Mecliste yapılan tartışmada DTP’nin puan topladığı birçok çevre tarafından dile getiriliyor. Eğer böyle ise, demokrasi açısından elbette bu iyidir. Fakat böyle diyerek kendini abartmamak da gerekir. Zira DTP’nin hızla katetmesi gereken daha çok uzun bir yol var. CHP ile MHP uzun süredir dile getirdikleri görüşleri mecliste de ifade ettiler. İzledikleri tutumu bir kez daha ortaya koydular. Bu partiler demokratikleşmeye ve Kürt sorununun çözümüne karşılar. Şoven-milliyetçi ve faşist bir zihniyete ve politikaya sahipler. Katliamlarla da olsa Kürtlerin ezilmesini ve oligarşik diktatörlüğün olduğu gibi sürdürülmesini istiyorlar. İzledikleri politika ve gösterdikleri tutum bu bakımdan net. Meclis tartışmasından önce de netti, tartışmalar ise bu durumu bir kez daha gösterdi.

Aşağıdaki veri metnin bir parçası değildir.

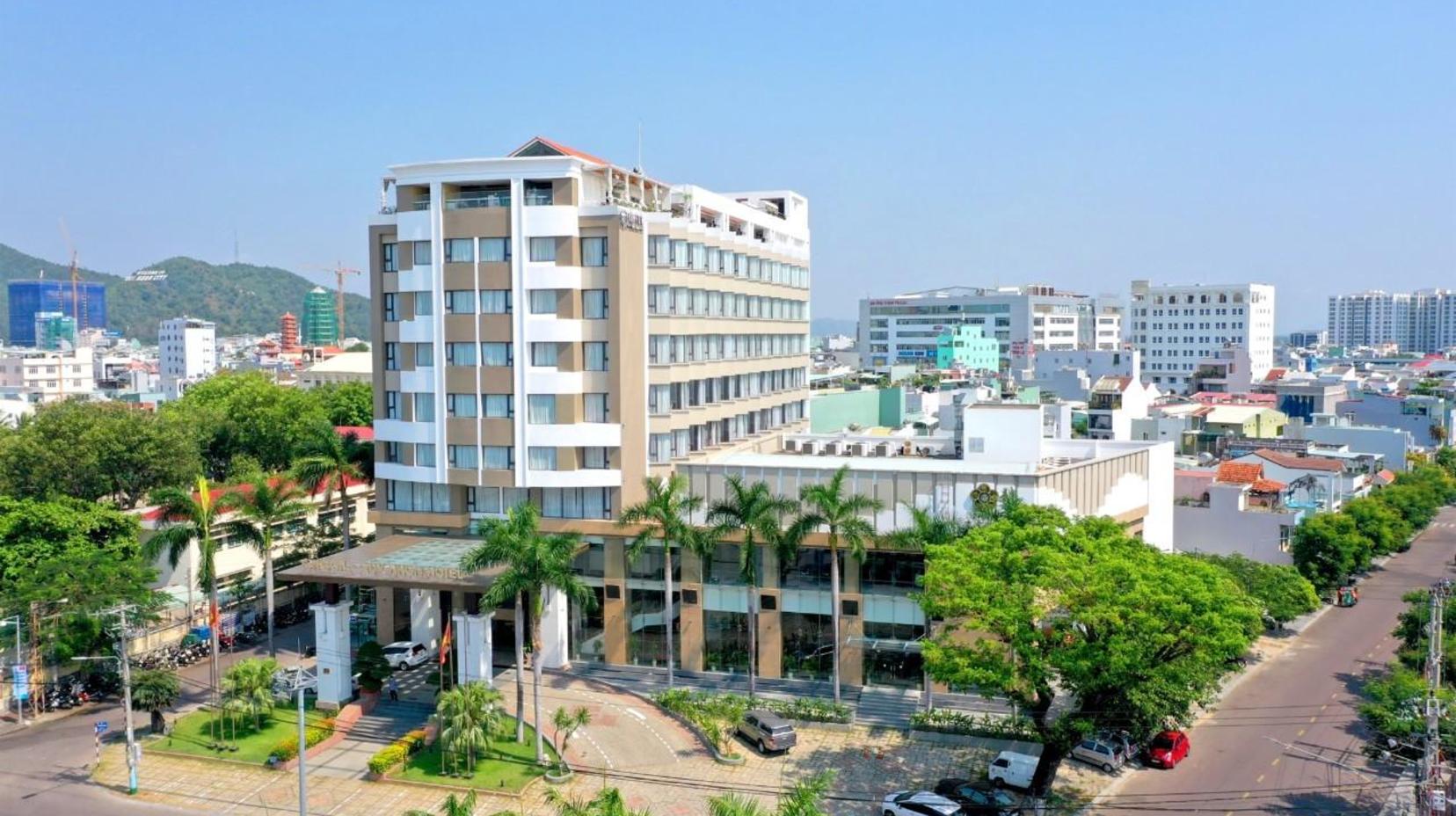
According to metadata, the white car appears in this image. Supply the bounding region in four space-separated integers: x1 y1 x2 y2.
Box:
879 791 961 816
384 639 433 670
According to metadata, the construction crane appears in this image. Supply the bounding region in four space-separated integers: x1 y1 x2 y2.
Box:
316 261 364 342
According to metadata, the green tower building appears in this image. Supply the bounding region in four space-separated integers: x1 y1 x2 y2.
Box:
302 286 339 346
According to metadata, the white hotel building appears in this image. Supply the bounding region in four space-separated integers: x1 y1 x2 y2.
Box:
1125 280 1274 390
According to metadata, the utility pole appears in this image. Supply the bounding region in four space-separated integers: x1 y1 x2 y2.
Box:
98 603 142 794
1416 579 1450 813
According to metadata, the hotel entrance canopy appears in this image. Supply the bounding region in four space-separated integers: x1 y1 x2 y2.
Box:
278 535 506 592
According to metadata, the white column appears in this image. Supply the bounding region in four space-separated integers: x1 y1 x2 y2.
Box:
309 601 353 708
455 612 495 685
542 588 571 669
409 588 441 648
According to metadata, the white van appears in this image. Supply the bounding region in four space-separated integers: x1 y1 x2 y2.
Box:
986 750 1041 790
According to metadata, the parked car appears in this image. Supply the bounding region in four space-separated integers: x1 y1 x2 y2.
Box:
879 791 961 816
986 750 1041 790
737 708 799 754
1072 738 1127 774
384 639 431 670
1147 732 1192 768
935 780 1021 816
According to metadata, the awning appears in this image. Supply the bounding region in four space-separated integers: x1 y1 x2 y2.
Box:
278 535 506 592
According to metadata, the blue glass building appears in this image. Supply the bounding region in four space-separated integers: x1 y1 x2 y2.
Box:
11 280 106 346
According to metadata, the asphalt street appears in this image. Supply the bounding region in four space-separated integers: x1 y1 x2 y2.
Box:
1090 508 1456 816
0 621 313 816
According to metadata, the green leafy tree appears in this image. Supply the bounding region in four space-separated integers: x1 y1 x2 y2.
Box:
142 478 237 717
227 477 309 656
0 399 201 508
460 503 597 765
617 474 703 688
131 669 182 734
1192 554 1319 627
921 506 1261 792
708 475 795 696
790 465 885 703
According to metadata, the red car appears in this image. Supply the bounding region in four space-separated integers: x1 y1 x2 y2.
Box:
1147 732 1192 768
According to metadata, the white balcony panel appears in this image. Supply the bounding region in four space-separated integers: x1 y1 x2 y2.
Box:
375 462 444 484
399 368 435 393
526 470 622 486
399 315 435 342
395 210 430 240
526 368 586 393
526 423 622 448
375 419 435 442
524 204 581 240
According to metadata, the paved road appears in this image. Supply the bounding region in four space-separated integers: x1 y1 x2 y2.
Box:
0 621 313 816
1092 508 1456 816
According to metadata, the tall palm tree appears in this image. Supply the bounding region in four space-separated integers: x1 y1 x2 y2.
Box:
460 501 597 765
293 427 375 550
142 477 237 722
617 474 703 688
790 465 885 703
227 477 309 657
708 477 795 696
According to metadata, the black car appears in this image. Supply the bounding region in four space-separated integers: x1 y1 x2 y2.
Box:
935 780 1021 816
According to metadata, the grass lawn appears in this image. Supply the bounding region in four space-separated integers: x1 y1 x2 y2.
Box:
390 720 557 791
147 701 328 763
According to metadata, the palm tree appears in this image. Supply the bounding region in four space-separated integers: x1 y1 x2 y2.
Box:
227 477 309 657
131 669 182 734
460 501 597 765
142 477 237 725
435 682 501 774
617 474 703 688
790 465 885 703
708 477 795 696
293 427 375 550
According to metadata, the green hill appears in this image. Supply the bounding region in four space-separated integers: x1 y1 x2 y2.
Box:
0 244 370 342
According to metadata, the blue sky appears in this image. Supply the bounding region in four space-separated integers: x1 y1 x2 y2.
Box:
0 0 1456 331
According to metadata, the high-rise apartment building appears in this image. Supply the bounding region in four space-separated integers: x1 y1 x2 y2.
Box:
1124 280 1274 390
370 138 810 535
157 317 217 399
859 286 1121 370
1329 288 1456 354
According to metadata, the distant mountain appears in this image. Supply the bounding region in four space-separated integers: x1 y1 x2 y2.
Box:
0 244 370 342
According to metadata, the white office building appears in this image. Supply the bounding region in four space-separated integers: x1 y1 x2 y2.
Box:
859 286 1121 370
1125 280 1274 390
157 317 217 399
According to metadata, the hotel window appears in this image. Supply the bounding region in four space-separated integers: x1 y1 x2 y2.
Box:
446 288 475 315
446 393 477 419
480 237 511 264
581 237 608 266
446 342 475 366
531 237 557 261
446 237 475 264
581 288 608 321
526 393 557 426
484 393 515 419
484 444 515 470
480 342 515 366
526 448 557 470
531 342 557 368
446 444 480 470
530 288 557 315
581 342 608 372
581 393 608 423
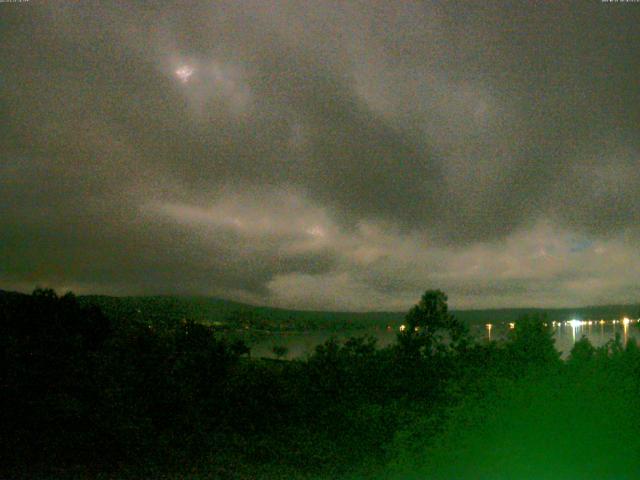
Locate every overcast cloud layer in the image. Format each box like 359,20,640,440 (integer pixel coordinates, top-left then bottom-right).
0,0,640,310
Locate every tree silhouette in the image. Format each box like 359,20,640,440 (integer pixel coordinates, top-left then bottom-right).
398,290,467,355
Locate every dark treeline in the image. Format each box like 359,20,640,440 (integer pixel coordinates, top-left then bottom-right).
0,290,640,478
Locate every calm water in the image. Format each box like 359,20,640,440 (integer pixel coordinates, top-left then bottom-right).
246,320,640,359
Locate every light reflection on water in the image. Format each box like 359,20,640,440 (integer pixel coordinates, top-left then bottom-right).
248,320,640,359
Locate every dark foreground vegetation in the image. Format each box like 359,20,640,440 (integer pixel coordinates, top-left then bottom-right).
0,290,640,479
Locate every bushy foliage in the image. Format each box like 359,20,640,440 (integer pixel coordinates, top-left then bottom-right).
0,290,640,478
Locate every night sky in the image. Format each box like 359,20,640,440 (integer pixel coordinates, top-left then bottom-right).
0,0,640,310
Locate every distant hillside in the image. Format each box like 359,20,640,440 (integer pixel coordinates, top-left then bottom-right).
80,296,640,329
0,290,640,330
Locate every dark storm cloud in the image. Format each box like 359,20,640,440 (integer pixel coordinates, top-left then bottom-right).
0,1,640,308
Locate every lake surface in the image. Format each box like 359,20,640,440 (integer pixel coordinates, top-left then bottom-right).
245,319,640,359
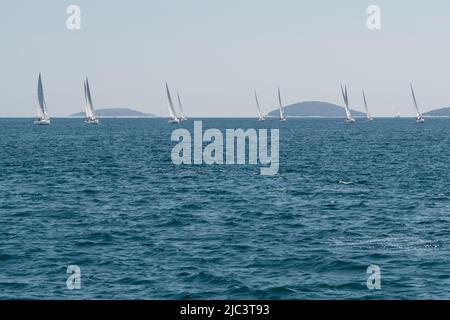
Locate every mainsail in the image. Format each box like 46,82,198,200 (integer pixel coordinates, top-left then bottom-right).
255,90,263,119
84,78,96,120
177,91,187,121
363,90,372,120
37,73,50,120
166,82,178,120
278,88,286,120
410,84,422,119
341,84,353,120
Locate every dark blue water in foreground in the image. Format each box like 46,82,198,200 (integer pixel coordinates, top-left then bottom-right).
0,119,450,299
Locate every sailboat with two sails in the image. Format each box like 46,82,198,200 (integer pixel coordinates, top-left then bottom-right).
341,84,355,123
84,78,100,124
255,90,266,122
410,84,425,123
363,89,373,122
34,73,50,125
166,82,181,123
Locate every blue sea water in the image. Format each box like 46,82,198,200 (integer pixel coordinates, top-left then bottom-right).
0,119,450,299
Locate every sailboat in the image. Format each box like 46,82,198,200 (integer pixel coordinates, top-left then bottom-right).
278,88,287,122
177,91,187,121
34,73,50,125
255,90,266,122
84,78,99,124
363,89,373,122
166,82,180,123
410,84,425,123
341,84,355,123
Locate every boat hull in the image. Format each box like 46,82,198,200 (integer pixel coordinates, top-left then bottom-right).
167,119,180,124
84,119,100,124
33,119,50,126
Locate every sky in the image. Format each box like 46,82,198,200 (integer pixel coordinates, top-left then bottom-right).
0,0,450,117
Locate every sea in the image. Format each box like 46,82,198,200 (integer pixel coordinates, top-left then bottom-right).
0,118,450,300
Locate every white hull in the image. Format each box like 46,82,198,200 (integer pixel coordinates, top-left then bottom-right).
84,119,100,124
33,119,50,126
167,118,180,123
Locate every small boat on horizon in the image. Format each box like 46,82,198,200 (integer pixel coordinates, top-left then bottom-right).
33,73,50,125
255,90,266,122
166,82,180,123
278,88,287,122
410,84,425,123
341,84,356,123
363,89,373,122
84,77,100,124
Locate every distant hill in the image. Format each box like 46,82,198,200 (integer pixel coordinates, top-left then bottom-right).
70,108,155,117
268,101,365,118
423,107,450,117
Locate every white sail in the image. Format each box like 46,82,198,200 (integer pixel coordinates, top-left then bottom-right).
410,84,422,119
341,84,354,121
278,88,286,121
37,73,50,120
177,91,187,121
166,82,179,122
363,90,372,120
255,90,265,121
84,78,97,120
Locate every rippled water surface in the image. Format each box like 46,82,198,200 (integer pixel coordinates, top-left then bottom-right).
0,119,450,299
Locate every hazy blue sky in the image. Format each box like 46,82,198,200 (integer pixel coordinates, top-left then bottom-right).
0,0,450,116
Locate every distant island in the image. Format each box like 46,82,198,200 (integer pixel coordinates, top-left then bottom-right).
70,108,156,118
423,107,450,117
267,101,366,118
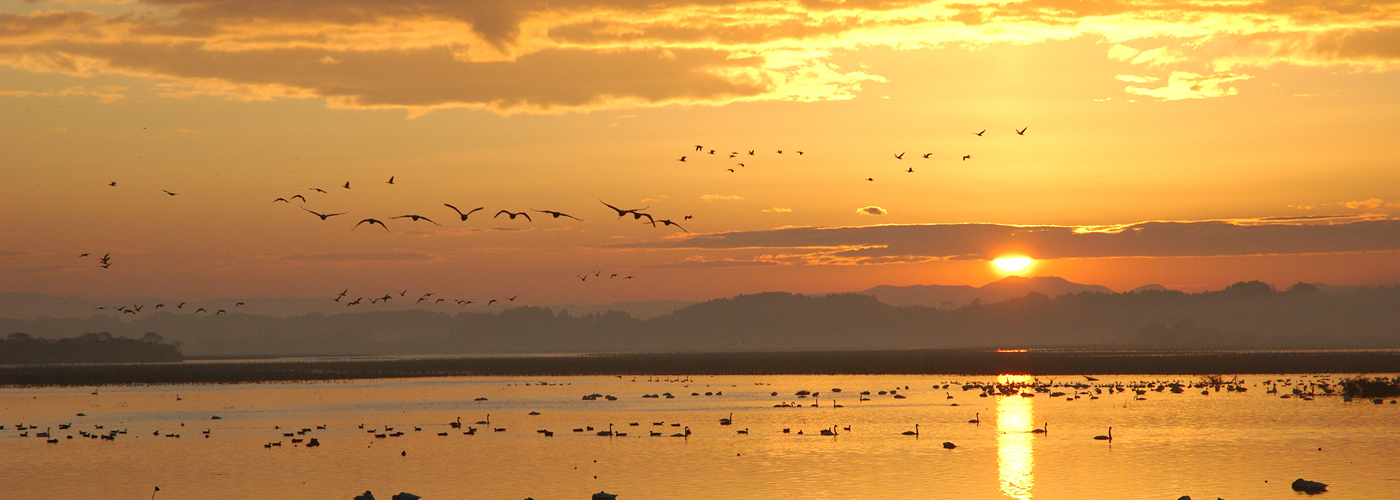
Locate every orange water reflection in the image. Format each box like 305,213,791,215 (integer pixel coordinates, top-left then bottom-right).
997,386,1036,500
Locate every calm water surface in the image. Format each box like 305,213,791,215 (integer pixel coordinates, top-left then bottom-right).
0,375,1400,500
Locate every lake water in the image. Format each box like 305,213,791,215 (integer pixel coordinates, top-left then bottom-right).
0,375,1400,500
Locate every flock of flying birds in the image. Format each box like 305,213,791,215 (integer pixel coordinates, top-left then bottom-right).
78,127,1029,308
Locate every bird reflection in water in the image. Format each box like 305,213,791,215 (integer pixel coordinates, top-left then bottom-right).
997,375,1036,500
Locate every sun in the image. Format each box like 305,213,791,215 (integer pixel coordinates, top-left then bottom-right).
991,256,1030,272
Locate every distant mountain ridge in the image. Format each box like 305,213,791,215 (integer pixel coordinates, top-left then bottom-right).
857,276,1114,310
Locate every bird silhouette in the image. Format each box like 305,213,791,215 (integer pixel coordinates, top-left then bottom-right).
389,214,442,225
598,200,651,218
652,218,690,232
301,207,343,225
442,203,486,221
491,210,535,223
529,209,584,221
350,218,389,232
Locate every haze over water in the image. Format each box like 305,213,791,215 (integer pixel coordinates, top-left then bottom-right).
0,375,1400,500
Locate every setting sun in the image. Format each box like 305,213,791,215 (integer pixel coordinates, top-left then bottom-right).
991,256,1030,272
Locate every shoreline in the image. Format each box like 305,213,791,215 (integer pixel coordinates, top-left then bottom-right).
0,349,1400,388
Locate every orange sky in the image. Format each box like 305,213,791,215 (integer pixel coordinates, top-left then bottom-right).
0,0,1400,304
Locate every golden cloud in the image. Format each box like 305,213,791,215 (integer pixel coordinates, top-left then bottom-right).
0,0,1400,113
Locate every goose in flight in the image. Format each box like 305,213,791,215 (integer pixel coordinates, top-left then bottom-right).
350,218,389,232
598,200,651,218
389,213,442,225
529,209,584,223
301,207,343,225
442,203,486,221
652,218,690,232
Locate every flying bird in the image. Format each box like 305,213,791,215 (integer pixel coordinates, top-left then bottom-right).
491,210,535,223
529,209,584,221
442,203,486,221
350,218,389,232
657,218,690,232
301,207,343,225
598,200,651,218
389,214,442,225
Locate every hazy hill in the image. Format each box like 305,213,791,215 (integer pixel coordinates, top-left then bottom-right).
858,276,1113,310
10,282,1400,354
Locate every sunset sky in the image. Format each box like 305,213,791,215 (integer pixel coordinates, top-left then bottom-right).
0,0,1400,305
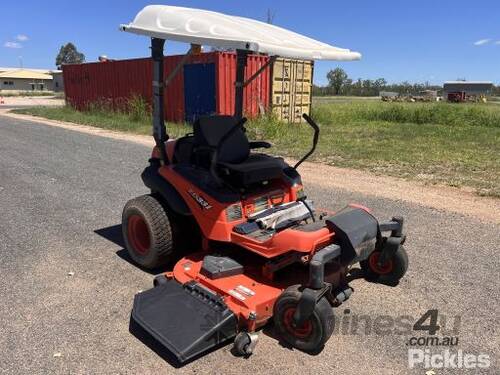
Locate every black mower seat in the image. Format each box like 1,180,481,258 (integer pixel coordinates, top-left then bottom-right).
193,116,287,186
218,154,286,186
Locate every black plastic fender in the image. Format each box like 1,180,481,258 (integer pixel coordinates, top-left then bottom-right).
141,163,192,216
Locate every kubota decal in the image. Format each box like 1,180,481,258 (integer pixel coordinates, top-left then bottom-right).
188,189,212,210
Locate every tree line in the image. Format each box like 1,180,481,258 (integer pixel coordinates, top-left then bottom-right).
313,68,500,96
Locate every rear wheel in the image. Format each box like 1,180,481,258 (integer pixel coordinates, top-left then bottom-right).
360,246,408,285
122,195,173,269
274,285,335,353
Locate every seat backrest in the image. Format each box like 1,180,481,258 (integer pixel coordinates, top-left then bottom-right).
193,115,250,164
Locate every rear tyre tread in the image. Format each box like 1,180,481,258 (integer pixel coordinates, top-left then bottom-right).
122,195,174,269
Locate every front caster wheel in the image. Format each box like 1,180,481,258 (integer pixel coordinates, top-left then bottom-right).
274,285,335,353
360,246,408,285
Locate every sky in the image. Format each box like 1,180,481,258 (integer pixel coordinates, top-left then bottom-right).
0,0,500,84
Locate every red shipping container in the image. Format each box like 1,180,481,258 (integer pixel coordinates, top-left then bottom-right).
63,52,271,122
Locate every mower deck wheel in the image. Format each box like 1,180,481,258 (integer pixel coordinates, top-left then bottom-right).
360,246,408,285
233,332,256,357
274,285,335,353
122,195,173,269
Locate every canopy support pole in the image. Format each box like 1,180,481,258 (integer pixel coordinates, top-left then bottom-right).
234,49,250,121
151,38,168,165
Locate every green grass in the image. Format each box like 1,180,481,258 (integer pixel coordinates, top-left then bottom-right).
12,101,500,197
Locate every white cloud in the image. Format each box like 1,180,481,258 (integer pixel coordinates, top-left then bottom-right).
474,39,491,46
16,34,29,42
3,42,23,48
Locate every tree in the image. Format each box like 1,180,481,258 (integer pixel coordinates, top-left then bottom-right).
56,42,85,67
326,68,348,95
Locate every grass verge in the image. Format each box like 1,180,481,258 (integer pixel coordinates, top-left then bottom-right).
11,101,500,197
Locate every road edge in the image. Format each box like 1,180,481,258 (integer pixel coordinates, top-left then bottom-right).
0,110,500,224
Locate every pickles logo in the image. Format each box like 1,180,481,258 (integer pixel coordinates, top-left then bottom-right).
188,189,212,210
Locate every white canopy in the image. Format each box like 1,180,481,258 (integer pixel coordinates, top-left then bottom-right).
120,5,361,61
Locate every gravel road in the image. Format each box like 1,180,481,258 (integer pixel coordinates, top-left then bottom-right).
0,116,500,374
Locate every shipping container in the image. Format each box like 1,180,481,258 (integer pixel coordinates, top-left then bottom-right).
63,52,271,122
270,58,314,123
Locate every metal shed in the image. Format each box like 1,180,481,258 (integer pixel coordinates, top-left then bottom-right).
443,81,493,98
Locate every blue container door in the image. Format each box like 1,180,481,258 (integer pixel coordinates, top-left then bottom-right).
184,63,215,122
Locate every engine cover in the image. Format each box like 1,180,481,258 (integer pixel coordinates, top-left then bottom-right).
325,206,379,263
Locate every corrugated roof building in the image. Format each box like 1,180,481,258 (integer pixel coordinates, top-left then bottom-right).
0,68,59,92
443,81,493,98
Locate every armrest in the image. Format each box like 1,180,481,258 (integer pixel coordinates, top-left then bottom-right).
249,141,271,149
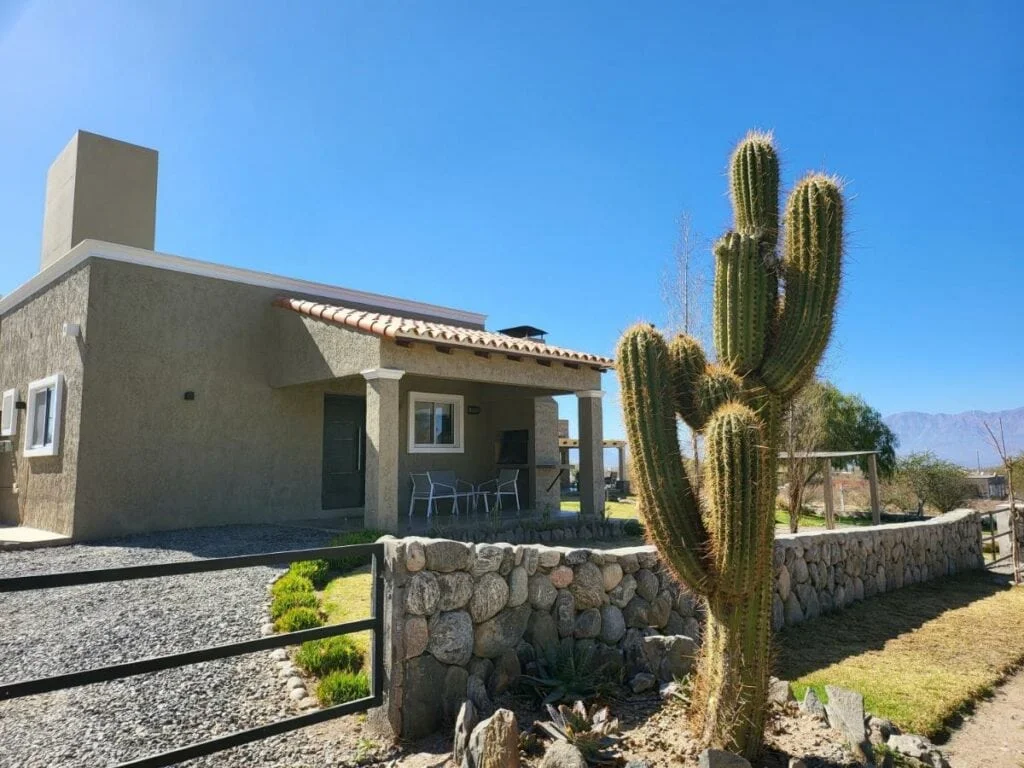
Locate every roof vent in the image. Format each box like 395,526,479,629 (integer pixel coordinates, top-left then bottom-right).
498,326,548,341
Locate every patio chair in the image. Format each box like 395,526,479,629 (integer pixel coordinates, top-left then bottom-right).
477,469,520,512
409,471,473,517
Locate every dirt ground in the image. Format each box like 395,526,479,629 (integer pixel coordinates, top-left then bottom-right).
940,672,1024,768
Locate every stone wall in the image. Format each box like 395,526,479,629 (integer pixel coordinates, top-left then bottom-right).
772,510,984,630
379,510,982,737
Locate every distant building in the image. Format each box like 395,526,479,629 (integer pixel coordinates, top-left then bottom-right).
967,472,1007,499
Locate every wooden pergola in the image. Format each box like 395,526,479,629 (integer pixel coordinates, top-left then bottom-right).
778,451,882,528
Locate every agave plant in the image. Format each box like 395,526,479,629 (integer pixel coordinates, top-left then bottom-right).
539,701,620,764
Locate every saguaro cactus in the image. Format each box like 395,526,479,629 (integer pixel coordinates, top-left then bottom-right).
617,133,843,758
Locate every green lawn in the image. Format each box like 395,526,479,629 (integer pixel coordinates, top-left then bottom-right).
321,565,372,653
562,500,637,520
778,572,1024,737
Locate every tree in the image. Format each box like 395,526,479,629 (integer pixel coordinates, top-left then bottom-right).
896,452,973,512
782,381,899,534
615,132,844,759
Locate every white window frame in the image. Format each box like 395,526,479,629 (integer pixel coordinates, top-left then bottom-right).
24,374,63,458
409,392,465,454
0,389,17,437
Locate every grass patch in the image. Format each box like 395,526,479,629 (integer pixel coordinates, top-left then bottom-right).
288,560,331,590
295,636,364,677
270,573,313,597
270,592,318,621
273,608,324,632
561,501,638,520
316,672,370,707
778,572,1024,737
321,565,373,655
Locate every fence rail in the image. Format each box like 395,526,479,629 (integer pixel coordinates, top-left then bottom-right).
0,544,384,768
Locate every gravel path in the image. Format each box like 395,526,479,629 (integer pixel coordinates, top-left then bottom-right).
0,525,372,768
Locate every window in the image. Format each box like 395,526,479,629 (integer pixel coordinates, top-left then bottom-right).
409,392,463,454
25,374,63,457
0,389,17,437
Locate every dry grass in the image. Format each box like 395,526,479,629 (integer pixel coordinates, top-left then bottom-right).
778,572,1024,737
321,565,372,655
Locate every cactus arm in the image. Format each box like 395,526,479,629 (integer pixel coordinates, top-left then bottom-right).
616,325,712,594
761,174,843,399
712,232,778,376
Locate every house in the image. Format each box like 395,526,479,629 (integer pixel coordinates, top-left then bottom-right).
0,132,612,540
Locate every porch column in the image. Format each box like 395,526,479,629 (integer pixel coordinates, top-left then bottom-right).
362,368,406,534
577,389,604,517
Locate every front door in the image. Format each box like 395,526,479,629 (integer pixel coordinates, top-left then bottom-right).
323,394,367,509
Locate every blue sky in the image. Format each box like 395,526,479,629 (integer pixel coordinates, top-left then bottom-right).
0,0,1024,436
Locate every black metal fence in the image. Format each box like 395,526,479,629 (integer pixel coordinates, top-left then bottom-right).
0,543,384,768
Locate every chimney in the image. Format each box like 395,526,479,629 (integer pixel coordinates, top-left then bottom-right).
40,131,157,269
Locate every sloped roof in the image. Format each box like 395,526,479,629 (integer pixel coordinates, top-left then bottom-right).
273,296,614,370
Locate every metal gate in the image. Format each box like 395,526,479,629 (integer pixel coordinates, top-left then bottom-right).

Fakat politikası ve tutumu ‘net’ olmayan, bir nalına bir mıhına vuran bir güç var ortada. Hiç kuşkusuz AKP’den söz ediyoruz. AKP bu muğlaklaştırıcı tutumunu meclis tartışmalarında da sürdürmeye çalıştı. Aslında meclis tartışmaları AKP’nin ‘süreç’ ve ‘proje’ anlayışının ne olduğunu bizce tamamen netleştirdi. Fakat tartışmalar gösteriyor ki, herkes bizim gibi düşünmüyor. Muğlaklık hala devam ettirilmeye çalışılıyor. Ne Başbakan ne de koordinatör bakan bir kez bile Kürt halkının haklarından bahsetmediği halde, bazı çevreler AKP’nin Kürt açılımı yaptığından, sorunu çözmekte olduğundan söz ediyor. AKP propagandacılarının böyle yapması anlaşılırdır, fakat demokrasi isteyen Kürtlerin böyle olduğunu sanması anlaşılmazdır, en hafif deyimle gaflettir.
AKP söz konusu tartışma gündemini mecliste niçin açtı? Çok açık ki, Türk ve Kürt toplumunu etkilemek için. Zaten Başbakan Tayyip Erdoğan meclis kürsüsünde konuşurken de halka hitap ettiğini söyledi. Meclis tartışması ardından da il il dolaşıp sözde açılımı halka açacağını ifade etti. Şimdi de bunu yapıyor. Şehir şehir dolaşıp halk toplantıları yaparak CHP, MHP ve DTP’yi eleştiriyor. Meclis tartışmasında da bunu yapmaya çalıştı. Bu üç partiyi ofsayda düşürerek halk nezdinde teşhir etmek ve puan toplamak istedi. Sanki aralarında ciddi bir siyasi amaç farkı varmış gibi göstermeye çaba harcadı. AKP’nin bu yaptıkları neyi hedefliyor? Birincisi, oy toplamayı. AKP sanki tarihi belirli bir seçim öncesi çalışma yapıyor gibi. Demokratikleşme ile Kürt sorununun çözümünü de buna alet ediyor. Türkiye’nin demokratikleşmesini ve Kürt sorununun demokratik çözümünü seçimde oy toplamaya alet eden siyaset en gayrı ciddi, rantçı, aşağılık ve tehlikeli bir siyasettir. AKP demagoji yapmada gelmiş geçmiş tüm partileri aşmış durumda. Tayyip Erdoğan, bir İsmet İnönü ve Süleyman Demirel izleyicisi olarak Demirel demagogluğunu bile geride bırakmıştır. Örneğin, son otuz yılın en savaş rantçısı siyasi hareket AKP’dir. Fakat AKP kendi dışındakileri savaş rantçısı olmakla suçlayabilmektedir.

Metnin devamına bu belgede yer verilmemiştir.